Winfield H. "Winnie" Berrell Jr. had just 18-and-a-half years of life, but he lived those years to the absolute fullest despite a serious heart condition, according to family and friends who remembered him with laughter and tears at his funeral Saturday.
"I will always remember my little brother as being larger than life," his sister, Hannah Berrell, said during the service.
Mourners filled both the sanctuary and an overflow room in the bottom level of Calvary Baptist Church in Bel Air. The Rev. Ken Tipton, the church's minister of music who presided over the funeral service, said the family spent nine hours the previous day meeting people who paid their respects during visitation.
"Win Berrell was a gift, understand that ... he and his family are gifts," Tipton said.
Winfield lived in Norrisville and graduated from North Harford High School in late May. He was named "Mr. North Harford" by his fellow students in the spring, a school-wide honor that is most coveted, his principal Colin Carr said in an interview earlier this week.
He died Monday morning as a result of an auto accident on Manor Road in Baltimore County.
He was driving south on Manor when his car crossed the center line for unknown reasons and collided with a pickup truck heading north, according to Baltimore County Police.
Winfield was pronounced dead at the scene, according to police.
Winfield was born in December 1998, the son of Winfield Berrell Sr. and Melissa Lee Berrell.
His mother, who delivered his eulogy, said "the day of his birth was filled with joy and excitement and then fear" as she and his father learned their son had hypoplastic left heart syndrome.
That meant the left side of his heart was significantly under-developed, according to the Centers for Disease Control and Prevention website.
Melissa Berrell said the family faced the choice of bringing Winfield home to die or putting him through surgery and fighting, "and fight we did!"

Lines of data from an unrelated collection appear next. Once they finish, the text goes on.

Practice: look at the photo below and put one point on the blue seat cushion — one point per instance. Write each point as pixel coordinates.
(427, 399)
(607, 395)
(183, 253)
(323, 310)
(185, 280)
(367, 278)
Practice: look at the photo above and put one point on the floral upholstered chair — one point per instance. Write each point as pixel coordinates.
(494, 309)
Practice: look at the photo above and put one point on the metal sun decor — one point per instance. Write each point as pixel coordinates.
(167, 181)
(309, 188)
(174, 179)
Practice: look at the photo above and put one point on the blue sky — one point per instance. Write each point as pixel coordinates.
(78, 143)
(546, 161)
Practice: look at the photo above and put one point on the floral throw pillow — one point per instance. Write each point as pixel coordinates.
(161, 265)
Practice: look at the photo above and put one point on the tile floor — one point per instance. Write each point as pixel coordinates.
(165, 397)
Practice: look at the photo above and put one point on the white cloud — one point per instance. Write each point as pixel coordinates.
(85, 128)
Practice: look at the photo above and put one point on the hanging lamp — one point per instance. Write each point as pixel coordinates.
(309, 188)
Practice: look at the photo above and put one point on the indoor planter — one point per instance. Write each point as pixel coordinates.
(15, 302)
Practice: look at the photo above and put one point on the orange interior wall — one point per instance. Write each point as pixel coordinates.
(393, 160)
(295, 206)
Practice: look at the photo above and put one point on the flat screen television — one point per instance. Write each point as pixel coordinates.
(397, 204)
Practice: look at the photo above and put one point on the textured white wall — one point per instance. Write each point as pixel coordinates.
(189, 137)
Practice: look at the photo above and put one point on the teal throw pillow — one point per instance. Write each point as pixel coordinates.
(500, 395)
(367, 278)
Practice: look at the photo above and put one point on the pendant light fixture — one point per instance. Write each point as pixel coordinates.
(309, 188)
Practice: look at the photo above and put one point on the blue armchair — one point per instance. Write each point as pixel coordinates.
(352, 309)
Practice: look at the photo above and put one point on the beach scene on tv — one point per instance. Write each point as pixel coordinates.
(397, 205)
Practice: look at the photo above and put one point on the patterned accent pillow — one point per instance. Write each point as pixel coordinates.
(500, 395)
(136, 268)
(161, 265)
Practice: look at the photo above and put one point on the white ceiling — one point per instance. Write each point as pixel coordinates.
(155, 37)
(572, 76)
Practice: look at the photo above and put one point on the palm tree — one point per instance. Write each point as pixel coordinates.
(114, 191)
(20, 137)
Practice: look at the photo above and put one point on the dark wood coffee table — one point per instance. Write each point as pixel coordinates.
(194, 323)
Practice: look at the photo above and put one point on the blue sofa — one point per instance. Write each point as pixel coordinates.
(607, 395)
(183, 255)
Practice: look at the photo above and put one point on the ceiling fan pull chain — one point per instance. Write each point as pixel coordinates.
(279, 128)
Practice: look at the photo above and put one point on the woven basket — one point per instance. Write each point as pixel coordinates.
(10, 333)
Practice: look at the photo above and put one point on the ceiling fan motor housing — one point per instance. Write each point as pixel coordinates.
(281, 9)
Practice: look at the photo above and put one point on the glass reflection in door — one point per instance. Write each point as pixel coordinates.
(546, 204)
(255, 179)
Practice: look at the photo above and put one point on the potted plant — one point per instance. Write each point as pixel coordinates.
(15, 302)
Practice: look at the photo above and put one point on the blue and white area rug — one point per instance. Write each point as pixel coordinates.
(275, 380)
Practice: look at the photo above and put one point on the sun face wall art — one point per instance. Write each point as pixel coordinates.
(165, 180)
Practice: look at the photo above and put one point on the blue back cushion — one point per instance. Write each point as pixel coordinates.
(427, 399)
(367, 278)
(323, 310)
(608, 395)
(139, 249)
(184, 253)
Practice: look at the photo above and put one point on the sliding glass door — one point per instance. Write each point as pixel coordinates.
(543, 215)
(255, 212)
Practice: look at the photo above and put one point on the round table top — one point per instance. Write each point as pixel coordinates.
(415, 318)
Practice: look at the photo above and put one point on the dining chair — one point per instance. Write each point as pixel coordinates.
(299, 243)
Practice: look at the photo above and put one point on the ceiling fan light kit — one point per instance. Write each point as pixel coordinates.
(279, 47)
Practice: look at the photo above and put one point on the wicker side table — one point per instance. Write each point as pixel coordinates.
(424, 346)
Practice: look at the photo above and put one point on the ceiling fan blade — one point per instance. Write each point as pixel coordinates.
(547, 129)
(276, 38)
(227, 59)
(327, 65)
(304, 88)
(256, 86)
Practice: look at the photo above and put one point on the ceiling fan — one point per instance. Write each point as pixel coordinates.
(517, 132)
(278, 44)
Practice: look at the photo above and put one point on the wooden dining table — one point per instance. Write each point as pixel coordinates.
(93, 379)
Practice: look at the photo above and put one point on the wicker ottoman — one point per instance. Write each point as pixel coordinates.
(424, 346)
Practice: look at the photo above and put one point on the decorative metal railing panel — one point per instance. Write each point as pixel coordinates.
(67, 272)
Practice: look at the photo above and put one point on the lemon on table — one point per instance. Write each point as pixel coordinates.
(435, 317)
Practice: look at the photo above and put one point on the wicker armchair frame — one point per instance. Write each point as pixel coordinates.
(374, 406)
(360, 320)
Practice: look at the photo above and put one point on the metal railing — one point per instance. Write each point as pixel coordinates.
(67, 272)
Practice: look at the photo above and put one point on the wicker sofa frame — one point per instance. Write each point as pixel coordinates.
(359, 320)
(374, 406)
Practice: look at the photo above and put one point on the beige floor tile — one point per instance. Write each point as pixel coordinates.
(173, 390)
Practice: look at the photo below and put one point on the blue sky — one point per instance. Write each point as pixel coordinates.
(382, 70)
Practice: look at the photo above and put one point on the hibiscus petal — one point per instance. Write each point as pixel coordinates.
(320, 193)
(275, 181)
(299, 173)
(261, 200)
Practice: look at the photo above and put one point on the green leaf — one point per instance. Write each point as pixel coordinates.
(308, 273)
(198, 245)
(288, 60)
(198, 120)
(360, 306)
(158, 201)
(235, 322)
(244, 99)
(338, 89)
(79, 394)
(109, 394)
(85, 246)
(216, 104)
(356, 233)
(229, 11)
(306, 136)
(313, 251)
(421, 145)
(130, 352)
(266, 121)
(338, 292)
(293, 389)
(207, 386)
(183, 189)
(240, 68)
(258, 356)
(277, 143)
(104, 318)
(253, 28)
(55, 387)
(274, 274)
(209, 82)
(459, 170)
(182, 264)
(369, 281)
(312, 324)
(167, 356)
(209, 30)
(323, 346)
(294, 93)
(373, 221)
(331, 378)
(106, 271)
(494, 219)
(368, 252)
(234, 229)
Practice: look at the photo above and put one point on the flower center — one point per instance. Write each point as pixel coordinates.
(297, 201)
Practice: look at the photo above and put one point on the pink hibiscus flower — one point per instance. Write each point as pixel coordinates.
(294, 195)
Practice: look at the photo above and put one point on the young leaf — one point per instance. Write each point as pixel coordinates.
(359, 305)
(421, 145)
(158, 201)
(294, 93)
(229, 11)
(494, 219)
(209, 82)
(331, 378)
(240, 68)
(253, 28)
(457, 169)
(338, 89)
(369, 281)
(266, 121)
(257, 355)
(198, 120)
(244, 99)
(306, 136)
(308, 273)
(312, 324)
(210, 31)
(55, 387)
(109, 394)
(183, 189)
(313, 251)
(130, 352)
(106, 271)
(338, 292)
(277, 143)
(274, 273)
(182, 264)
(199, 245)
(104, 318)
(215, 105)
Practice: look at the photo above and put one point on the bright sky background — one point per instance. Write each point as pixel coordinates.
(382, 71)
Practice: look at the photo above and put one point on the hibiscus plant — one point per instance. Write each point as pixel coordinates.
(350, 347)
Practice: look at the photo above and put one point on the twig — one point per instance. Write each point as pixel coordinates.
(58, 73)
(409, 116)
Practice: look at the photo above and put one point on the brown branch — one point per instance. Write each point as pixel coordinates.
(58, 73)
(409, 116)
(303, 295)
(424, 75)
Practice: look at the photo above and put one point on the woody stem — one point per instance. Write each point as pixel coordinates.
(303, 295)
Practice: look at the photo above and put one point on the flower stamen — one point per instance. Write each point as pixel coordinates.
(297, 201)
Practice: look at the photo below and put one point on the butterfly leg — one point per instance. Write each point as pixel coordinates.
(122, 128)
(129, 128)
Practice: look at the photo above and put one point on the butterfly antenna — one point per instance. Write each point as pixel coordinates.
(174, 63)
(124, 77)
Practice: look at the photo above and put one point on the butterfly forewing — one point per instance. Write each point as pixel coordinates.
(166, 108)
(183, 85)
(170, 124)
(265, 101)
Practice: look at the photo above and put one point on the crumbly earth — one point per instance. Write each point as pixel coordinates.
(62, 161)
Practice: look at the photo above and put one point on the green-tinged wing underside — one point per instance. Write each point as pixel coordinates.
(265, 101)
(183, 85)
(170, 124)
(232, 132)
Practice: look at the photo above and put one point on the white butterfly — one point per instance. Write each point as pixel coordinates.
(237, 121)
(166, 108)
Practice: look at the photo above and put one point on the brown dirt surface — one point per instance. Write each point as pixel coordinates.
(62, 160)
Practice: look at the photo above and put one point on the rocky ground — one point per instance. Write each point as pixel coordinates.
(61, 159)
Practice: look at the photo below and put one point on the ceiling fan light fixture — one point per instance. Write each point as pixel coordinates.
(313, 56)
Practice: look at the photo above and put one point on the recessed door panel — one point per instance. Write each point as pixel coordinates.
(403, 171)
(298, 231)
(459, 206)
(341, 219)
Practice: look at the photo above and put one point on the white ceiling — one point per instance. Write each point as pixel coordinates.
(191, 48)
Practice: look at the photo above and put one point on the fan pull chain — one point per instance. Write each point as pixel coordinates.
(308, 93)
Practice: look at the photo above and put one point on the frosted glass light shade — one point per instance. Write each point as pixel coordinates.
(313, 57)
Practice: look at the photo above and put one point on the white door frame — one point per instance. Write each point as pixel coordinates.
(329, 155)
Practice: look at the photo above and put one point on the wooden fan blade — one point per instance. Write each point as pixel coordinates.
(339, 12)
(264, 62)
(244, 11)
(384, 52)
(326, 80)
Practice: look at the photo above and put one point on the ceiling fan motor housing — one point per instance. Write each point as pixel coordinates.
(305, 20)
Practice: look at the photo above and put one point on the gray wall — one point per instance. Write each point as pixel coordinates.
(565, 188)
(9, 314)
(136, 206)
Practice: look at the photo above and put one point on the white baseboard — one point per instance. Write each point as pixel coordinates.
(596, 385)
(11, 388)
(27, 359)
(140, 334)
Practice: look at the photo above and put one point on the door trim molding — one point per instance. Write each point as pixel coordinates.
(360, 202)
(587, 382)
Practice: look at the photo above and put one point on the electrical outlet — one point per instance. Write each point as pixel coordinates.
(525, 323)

"Winnie has always been a fighter, a determined child, a strong child," she said.
"When a child is born that is not perfectly normal, you must realize you have a different path for that life," she said. "This wasn't the plan or the dream, but it was the reality."
Winfield had multiple open-heart surgeries during his life, but he did not let that or his condition stop him from living a full life, family members said.
"So many times we stood at his bedside, not thinking he would make it through the next day, but he did," his mother said.
He played youth sports and high school sports, worked on the technical crew with the North Harford drama club, took part in extracurricular and community activities, helped with Calvary Baptist's Awana children's Bible study program, plus he was a spokesperson for the American Heart Association.
Members of the North Harford High School Choir sang several selections during Saturday's service.
Melissa Berrell also described her son's travels throughout the U.S. and Europe, his swift take-down of a middle-school bully with a kick to the knee and his close relationship with his sisters, Hannah and Elizabeth, or "Ellie."
"Hannah and Ellie loved him so fiercely," she said.
She praised the many members of the community, such as Winfield's friends and teammates, who supported him during his life and supported his family following his death.
"Where would we be without friends and family — we'd be nowhere, so thank you all," she said.
Tipton talked about Winfield's faith and his relationship with God. He stressed that each person must have a personal relationship with God, and it is their decision and no one else's to enter into that relationship.
"I can tell you that, beyond a shadow of a doubt, I believe Win Berrell is in heaven today," Tipton said.
"God put Winnie in the right family," said Tipton, praising Winfield's extended family who "encouraged him to be all he could be," his sisters for caring for him, and the many doctors and hospital staff who treated him.
"Are you a better person because of Winnie Berrell?" Tipton asked. "I can say, 'yes.'"
Mourners gathered at the front of the church after the service, hugging, wiping away tears and sharing stories before the procession headed to the burial service at Norrisville United Methodist Church.
"Our whole family is overwhelmed with joy and love, that that little boy made such a mark on evidently thousands of people," Winfield's great-aunt, Linda Duncan of Norrisville, said.
Rick Russell, a former teacher and principal at Norrisville Elementary School, talked about the close-knit nature of the northern Harford County community.
"It's a community that is very connected around the school and the church," Russell said.
Winfield attended Norrisville Elementary, and Russell taught Winfield's mother and his aunts when they were students there.
Russell described the attendance at Winfield's funeral as a "testament to his brief, but very positively impactful life."
Alyssa Marks, 16, of Norrsiville, who is going into the 11th grade at North Harford High, said she has known Winfield since they were children.His mother was her physical education teacher at Norrisville Elementary.
They also worked on musical productions in high school. She said she and Winfield were not really close because of their two-year age difference, but she would hear him talking with his friends and laugh at his "witty remarks."
"Not being able to hear that anymore, that's what hits me the most," Alyssa said.
"It's so amazing, but I didn't expect any less," she said of the turnout at the funeral. "People loved his sense of humor; [it was] just the biggest thing about him everybody loved."